First of all, the term gay plague is not something that I coined. If you do a very quick web search you'll come up with probably a couple hundred hits that show you that that term was used by the medical community and even the gays themselves in the mid-'80s to describe what was happening.

The only way that I've ever used the term gay plague was as a historical reference to what people are actually calling it. This disease was originally called GRID for "Gay Related Immune Deficiency."

The term deathstyle also is not something that's original to me. There are many things that could be characterized that way. I would say that my granddad, who smoked unfiltered Camels for 50 years, practiced a deathstyle. It caught up with him at age 78.

If you check in Pat Buchanan's books, you'll find he uses the same term for anyone who decides to have large numbers of sexual partners. They are courting death. It's been proven scientifically that multiple sexual partners and an early debut of sexual activity in teenagers increases the risk of getting HIV and the other STDs that are out there.

Whether gay or straight?

Exactly. If people do risk activities that involve the exchange of bodily fluids—male or female—sexual fluids, or blood and they contain HIV, the possibility exists for the person to become infected. Those are the scientific facts. To say that isn't the truth is to be in denial about what we know of this disease.
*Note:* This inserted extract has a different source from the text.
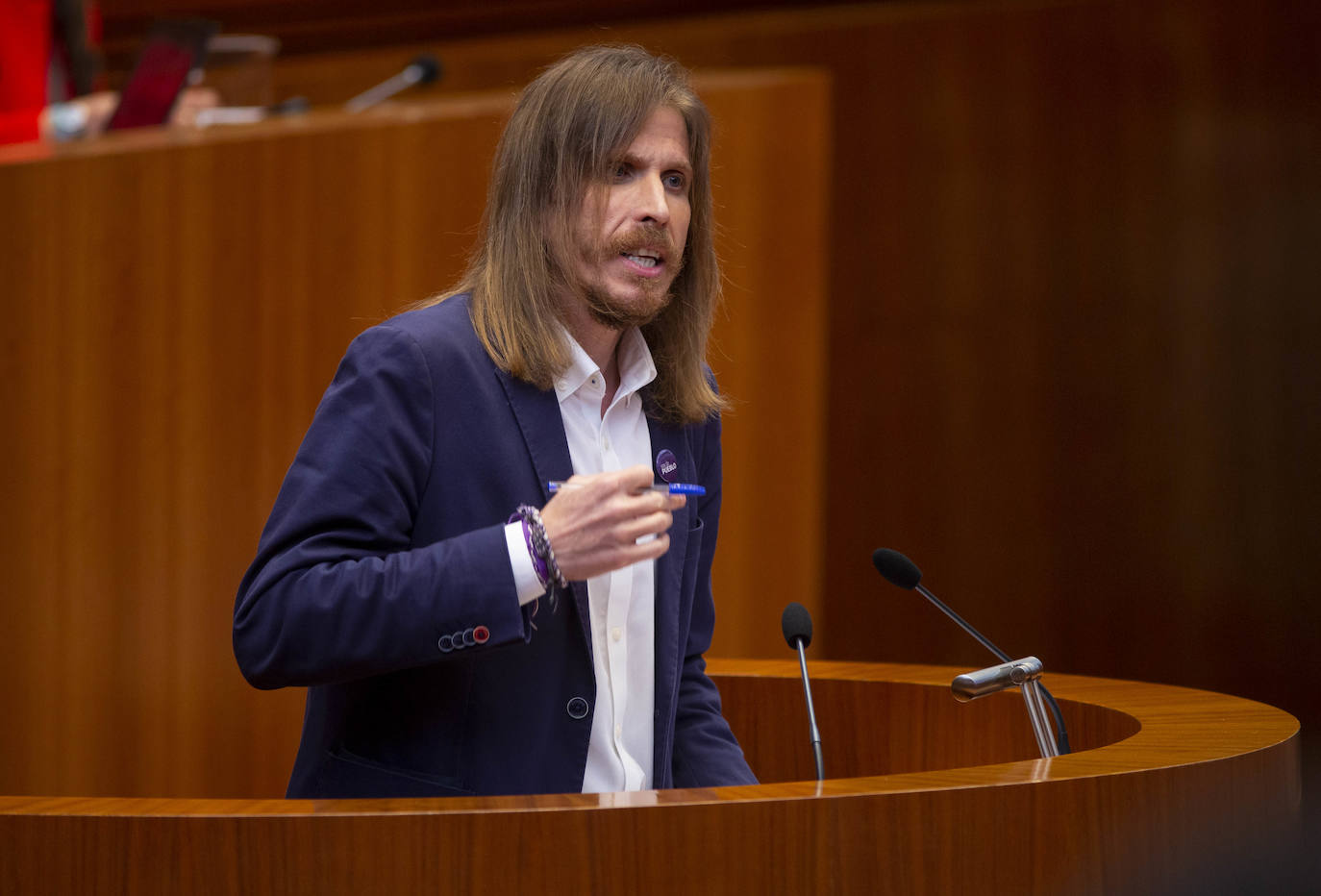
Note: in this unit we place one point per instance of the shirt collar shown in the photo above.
(636, 369)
Have you faced antigay allegations earlier in your HIV/AIDS activism?

The only other allegations were when I spoke at a family values rally down in South Carolina. Apparently one of the gay papers down there wrote an article on me. But that was not as scurrilous as what the folks in Washington did.
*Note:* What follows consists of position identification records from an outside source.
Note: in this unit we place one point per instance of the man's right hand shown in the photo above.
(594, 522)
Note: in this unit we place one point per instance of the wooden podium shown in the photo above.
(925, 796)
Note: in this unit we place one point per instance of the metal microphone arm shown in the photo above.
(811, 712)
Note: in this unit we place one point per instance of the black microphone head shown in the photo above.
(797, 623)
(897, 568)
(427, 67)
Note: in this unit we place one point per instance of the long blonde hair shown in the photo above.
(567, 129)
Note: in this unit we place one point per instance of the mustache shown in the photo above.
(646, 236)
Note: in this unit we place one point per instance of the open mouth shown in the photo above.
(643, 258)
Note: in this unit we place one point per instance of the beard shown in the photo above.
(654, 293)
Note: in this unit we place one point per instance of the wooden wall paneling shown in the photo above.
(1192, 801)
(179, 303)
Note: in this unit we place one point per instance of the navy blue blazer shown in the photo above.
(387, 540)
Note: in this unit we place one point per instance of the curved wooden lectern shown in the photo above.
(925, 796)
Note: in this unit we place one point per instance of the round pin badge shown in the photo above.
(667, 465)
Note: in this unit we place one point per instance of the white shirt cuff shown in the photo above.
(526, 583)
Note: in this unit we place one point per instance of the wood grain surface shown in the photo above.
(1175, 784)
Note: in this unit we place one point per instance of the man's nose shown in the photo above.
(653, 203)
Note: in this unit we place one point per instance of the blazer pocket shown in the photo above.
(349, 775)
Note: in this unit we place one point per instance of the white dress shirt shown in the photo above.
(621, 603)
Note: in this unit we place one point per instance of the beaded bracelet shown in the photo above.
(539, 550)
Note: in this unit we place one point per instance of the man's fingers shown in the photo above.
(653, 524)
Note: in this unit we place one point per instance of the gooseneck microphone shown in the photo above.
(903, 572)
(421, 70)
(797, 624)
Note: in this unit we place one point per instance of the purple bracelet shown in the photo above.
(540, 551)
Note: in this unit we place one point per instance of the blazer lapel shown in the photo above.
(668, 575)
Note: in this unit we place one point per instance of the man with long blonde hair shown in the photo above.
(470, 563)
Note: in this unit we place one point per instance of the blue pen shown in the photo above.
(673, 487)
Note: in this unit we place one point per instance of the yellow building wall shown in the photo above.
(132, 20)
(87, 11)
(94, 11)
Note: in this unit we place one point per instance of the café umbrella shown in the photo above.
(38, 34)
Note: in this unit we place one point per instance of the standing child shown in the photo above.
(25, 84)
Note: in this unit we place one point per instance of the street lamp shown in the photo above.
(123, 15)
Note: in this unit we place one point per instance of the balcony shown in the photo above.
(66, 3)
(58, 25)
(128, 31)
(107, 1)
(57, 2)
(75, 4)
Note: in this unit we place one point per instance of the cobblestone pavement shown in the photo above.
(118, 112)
I've had nothing but good experiences, really. Even at that same rally, I had two leaders within Greenville gay circles compliment me on presenting a balanced presentation of correct information. So I really can't say that I've had that many challenges or problems.

Were you surprised that executive director Patricia Ware left the advisory council last week?

I don't know if that surprised me because Pat has been a spokesperson for a basically Christian worldview on this issue for probably 10 to 15 years. The position that she was in has been politicized to the point to where I don't know that there's anything that she could do, short of adopting a totally progay agenda, that would not get her criticized.

You can only live in that kind of dynamic tension for so long. And then you have to say, "Wait a minute, what am I doing here? I'm really not accomplishing what I wanted to do," and you have to move on. So I'm not surprised. I'm chagrined a little bit simply because she is a good lady who's trying to do what I believe the purpose of the advisory council was: figuring out ways to eliminate this virus from the world.